2021 yılı Ağustos ayında Trabzon’da yorgun mermi nedeniyle hayatını kaybeden Buyruk Yuşa Atıcı’nın babası Mustafa Atıcı’nın, taraftar kümeleriyle görüşerek fitilini ateşlediği, DHA’nın da içerisinde bulunduğu ve Trabzonspor’un sahiplenmesiyle büyüyen ‘Mutluluğa kurşun sıkma’ kampanyasının şampiyonluk kutlamalarını farklı boyutlara taşıdığını söyleyen Ağaoğlu, ulaşılan tesirden şad olduğunu belirtti. Ağaoğlu, kampanyanın sonuçları ve kutlamaların dünyada yankı bulmasıyla ilgili, “O bahiste çok önemli çalışmamız. Emeği geçen kulübümüzün medya takımına, toplumsal medya grubuna, irtibat departmanına, oradaki bütün arkadaşlarıma çok teşekkür ediyorum. Hassas davrandılar ve çok kapsamlı bir çalışma yaptılar. O çalışmanın bir kısmında ben de yer aldım. Asla olmasını istemediğimiz, görmek istemediğimiz şeyler bunlar. Çağ dışı da demeyeceğim. Hiçbir halde hiçbir mana söz etmeyen bir kutlama biçimi. Kutlamanın çok daha farklı boyutlarda yapılabileceğini daima olarak işledik. Bırakın can kaybını, en ufak bir yaralanmaya dahi tahammülümüz yoktu. Bunu yalnızca şampiyonluk yahut galibiyet kutlamalarıyla sonlu tutmayalım. Düğün, nişan, farklı eğlencelerde ve buna benzeri maalesef olumsuz ve benim hiçbir biçimde mana veremediğim olay, kaza ve sonucunda yaralanma ve can kayıplarıyla karşılaştık. Bir şeyi gösterdik ki Trabzon insanı artık kutlamayı çok farklı halde, farklı boyutlarda yapıyor ve o noktadan bu noktaya geldik. Geldiğimiz noktada Trabzonspor’un yapmış olduğu kutlama bütün dünyada yankı buldu.

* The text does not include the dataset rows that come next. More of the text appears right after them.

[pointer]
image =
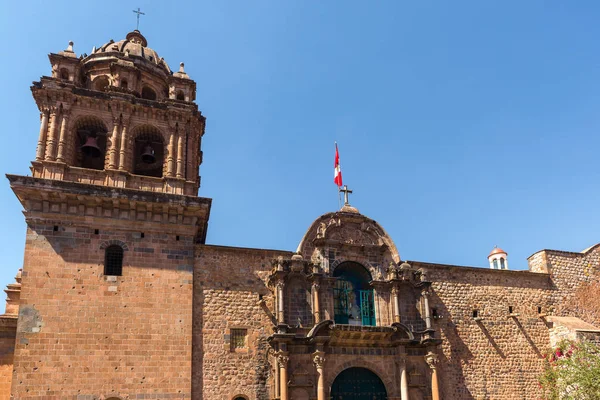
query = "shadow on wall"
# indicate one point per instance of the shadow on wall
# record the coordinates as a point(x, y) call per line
point(461, 355)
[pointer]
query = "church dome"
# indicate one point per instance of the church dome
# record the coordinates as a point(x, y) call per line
point(134, 45)
point(497, 250)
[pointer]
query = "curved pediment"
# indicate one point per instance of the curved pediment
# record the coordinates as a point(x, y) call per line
point(341, 229)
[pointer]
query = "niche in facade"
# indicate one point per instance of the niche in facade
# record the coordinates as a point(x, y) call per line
point(148, 93)
point(353, 295)
point(148, 156)
point(89, 143)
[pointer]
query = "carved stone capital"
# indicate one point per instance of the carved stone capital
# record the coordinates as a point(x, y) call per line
point(282, 360)
point(432, 360)
point(319, 359)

Bunun ötesinde son haftalarda görüyoruz şampiyonluklarını ilan eden ve kutlayan bilhassa Avrupa ülkelerindeki grupları tamamına yakın bir kısmı için bu kutlamalar bir model oluşturdu. Bizim yaptığımız kutlamanın bir benzerini yapmaya başladılar. O denli umut ediyorum ki artık bundan sonra bu türlü bir şeyi söylem dahi etmeyeceğiz. Hem o denli bir ıstıraptan kurtulmuş olduk hem de kutlamalara da farklı bir boyut getirmiş olduk” değerlendirmesinde bulundu.